Dans le numéro 2 de la revue Mir, Christophe Manon publie le début de son Testament. Assez long (200 vers environ), cet incipit déploie une voix dont la simplicité apparente, dont la crudité, même, peut être comprise à la fois comme signe de pureté et de dénuement, dans l’urgence – causée par la proximité de la mort – qui commande au poète d’être direct et sans chichi :
je n’ai ni dieu ni maître
et ne dois rien à personne
souvent j’ai crevé la dalle
et dans ma gamelle souvent
que des pois chiches
Pourtant, cette simplicité – qui n’est, je l’ai dit, qu’apparente – ne laisse pas de troubler : notamment parce qu’il est précisé que le texte de Christophe Manon est une reprise, une adaptation d’un autre Testament. Si bien que derrière ce je d’évidence si franc, qui se livre dans la brutalité d’une expression ne s’embarassant plus des règles d’aucun jeu, se cache en double-fond celui de Villon – et l’on ne sait plus qui parle. Ainsi Manon déconstruit-il le voyeurisme morbide – lequel identifie la voix et l’homme pour trouver dans celle-là des informations sur celui-ci – du lecteur, laissant à sa place le trouble qui le problématise.

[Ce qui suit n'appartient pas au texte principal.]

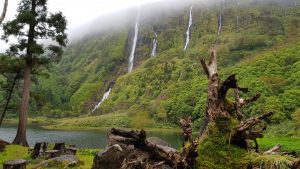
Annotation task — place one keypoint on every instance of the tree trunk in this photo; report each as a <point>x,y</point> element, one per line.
<point>4,11</point>
<point>218,106</point>
<point>9,98</point>
<point>21,133</point>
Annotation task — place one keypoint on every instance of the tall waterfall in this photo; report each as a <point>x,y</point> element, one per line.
<point>237,23</point>
<point>237,17</point>
<point>155,44</point>
<point>104,97</point>
<point>220,18</point>
<point>188,30</point>
<point>136,32</point>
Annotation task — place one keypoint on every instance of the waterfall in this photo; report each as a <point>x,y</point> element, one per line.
<point>237,23</point>
<point>219,23</point>
<point>105,97</point>
<point>223,5</point>
<point>154,43</point>
<point>237,17</point>
<point>188,30</point>
<point>136,32</point>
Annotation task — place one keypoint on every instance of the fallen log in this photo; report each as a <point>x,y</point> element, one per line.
<point>15,164</point>
<point>39,149</point>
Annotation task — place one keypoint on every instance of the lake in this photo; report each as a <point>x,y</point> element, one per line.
<point>81,138</point>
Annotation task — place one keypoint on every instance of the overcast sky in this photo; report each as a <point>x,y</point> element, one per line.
<point>78,12</point>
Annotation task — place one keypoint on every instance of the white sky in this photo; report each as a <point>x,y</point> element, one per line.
<point>78,12</point>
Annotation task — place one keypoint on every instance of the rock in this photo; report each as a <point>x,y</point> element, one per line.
<point>64,160</point>
<point>162,144</point>
<point>4,142</point>
<point>111,158</point>
<point>15,164</point>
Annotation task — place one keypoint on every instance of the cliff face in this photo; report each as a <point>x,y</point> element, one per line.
<point>171,84</point>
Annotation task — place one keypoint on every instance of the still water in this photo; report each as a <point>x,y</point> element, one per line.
<point>82,138</point>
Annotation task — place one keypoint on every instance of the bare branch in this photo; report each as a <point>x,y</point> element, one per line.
<point>247,124</point>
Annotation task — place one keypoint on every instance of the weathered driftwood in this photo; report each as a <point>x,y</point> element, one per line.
<point>39,149</point>
<point>71,150</point>
<point>52,153</point>
<point>218,105</point>
<point>132,149</point>
<point>61,147</point>
<point>15,164</point>
<point>296,165</point>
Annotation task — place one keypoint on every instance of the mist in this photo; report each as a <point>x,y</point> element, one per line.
<point>120,16</point>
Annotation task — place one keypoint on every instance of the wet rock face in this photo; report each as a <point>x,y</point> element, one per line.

Ce faisant, s’affirme dans ce dispositif textuel quelque chose comme une solution originale au problème de la littérature contemporaine tel que des oeuvres comme celle de Mallarmé (la disparition élocutoire du poète) ou Pessoa (et son théâtre des hétéronymes) ont pu lui donner forme : celle d’un lyrisme (d’une subjectivation) transpersonnel, détaché des épanchements contingents de l’individu singulier pour trouver dans l’hybridation de la voix les ressources d’un chant impersonnel, universel.
je veux bien reconnaître mes torts
mais ce que j’ai écrit est écritlaissons tomber et parlons d’autre chose
Christophe Manon, Testament, in. revue Mir n°2, éditions ikko, juin 2009.